From: <Beth.Fulton@c...>
Date: Wed, 24 Jan 2007 01:40:58 +1100
Subject: [GZG] RE: [GZG Fiction] Rejoining the Airforce

Rejoining The Airforce

New Guardian Times, Harper Airforce Base, December 5th, 2196.

It has been nearly two years since I last spent any significant time as
guest of our Air forces. In the short spot I have available tonight I
will endeavour to elucidate for you what this wing has become in this
theatre of the war on the Krak. 

I must confess that over the last year or so I have written so much
about the ground and naval forces here on Mars that I have become some
what enamoured, some would say obsessed with them. The infantry in
particular have caught my attention and blinded me to the plight of the
other services. Our grunts live and die so miserably and with such
determined acceptance that they draw your admiration as if all else
worthy of attention had ceased to exist. 

An individual's existence is a running movie of all they can perceive
within a few hundred metres of them. This has been the base of
philosophical debates far beyond this report for many centuries. For
some one caught up in war this means the world is concentrated down in
their personal fight against the enemy and their interactions with the
small knot of people who they interact with day-to-day. When caught up
in this way, the mind focuses in providing exceptional tunnel vision
that makes it easy to forget the millions that are also caught up in the
misery of conflict, caught up as you are in your intentness on your own
experiences, your own one hundred metres. 

This is exceedingly unfair however. All wings fight as hard, to the best
of their abilities and fullness of heart. All suffer, though often in
different ways and different dimensions. This means when you switch from
one wing to another, as a reporter, you are forced to make some
psychological adjustments.
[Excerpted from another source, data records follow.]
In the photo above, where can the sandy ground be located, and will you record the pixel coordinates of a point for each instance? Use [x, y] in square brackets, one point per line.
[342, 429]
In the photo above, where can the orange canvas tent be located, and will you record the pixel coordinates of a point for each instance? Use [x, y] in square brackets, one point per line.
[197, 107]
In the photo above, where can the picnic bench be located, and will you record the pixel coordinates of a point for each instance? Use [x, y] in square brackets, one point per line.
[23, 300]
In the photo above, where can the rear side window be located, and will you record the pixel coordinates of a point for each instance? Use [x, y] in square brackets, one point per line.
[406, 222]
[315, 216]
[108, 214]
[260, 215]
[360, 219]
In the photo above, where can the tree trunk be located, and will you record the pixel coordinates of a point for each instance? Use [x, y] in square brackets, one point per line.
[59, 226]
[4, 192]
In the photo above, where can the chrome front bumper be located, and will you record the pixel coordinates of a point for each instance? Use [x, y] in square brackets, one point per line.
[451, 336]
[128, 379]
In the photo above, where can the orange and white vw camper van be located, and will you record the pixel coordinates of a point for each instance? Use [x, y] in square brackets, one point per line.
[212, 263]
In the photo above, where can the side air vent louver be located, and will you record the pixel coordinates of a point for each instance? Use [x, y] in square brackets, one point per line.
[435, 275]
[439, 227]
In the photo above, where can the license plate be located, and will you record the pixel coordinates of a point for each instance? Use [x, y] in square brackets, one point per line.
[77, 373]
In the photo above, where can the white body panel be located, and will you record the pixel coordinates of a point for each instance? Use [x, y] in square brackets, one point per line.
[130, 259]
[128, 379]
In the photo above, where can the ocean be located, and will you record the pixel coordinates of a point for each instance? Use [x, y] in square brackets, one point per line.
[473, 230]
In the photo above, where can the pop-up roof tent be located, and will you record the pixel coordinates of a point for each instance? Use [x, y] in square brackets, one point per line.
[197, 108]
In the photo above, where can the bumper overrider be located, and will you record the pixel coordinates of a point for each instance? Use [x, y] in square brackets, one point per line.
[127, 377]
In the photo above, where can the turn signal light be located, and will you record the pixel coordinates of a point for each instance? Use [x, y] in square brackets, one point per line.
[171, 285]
Reset the frame of reference. For instance, a
pilot's association with death is on a substantially different basis,
particularly for those directing VR fighters. 

Compared to the often gritty and brutish conditions of the grunt, the
Airforce at least gets the relative luxury of facing death well-fed and
clean suited. Not that that is much comfort. If you ever leave the base
it's only for a few hours at a time and with each return you're
guaranteed a bed, showers and a meal. Not for you the endless days of
camping in the cold and mud. 

There is none of the beastliness, the return to grooming habits of
bygone ages with the Airforce. Anything that puts you at ease amongst
grunts must be stood on its head with the air services or you'll feel
self-conscious and apt to abuse as a non-conformist flaunting their
status as an outsider. So I've abandoned the stubble and dusty wrinkles
of my time with the assault on San Juan for a clean shaven face and a
new hair cut. I've even gone and bought a new outfit. A form fitting
jumpsuit and knee boots. The new toned body I have after weeks toiling
at the front finally making such a get-up actually look good on me. Also
this way I do not stand out like a sore thumb amongst the jostling,
joking mass of flyers that swarm to and fro over Harper Airforce base.

I am not casting aspersions, the members of the Airforce are not vain,
no less committed than mud coated cussing infantry men. They have just
found that war happens for them under a different banner. 

This was no clearer to me than when I went to claim my rack in the
squadron dorm. I've been attached to the 127th VR squadron, though it is
actually a mixed unit with some live sortie flyers. They all bunk
together, irregardless of rank, in a large purpose built apartment
complex. Its origins rather obvious from the fact it closely resembles
the lay out of most government housing projects. 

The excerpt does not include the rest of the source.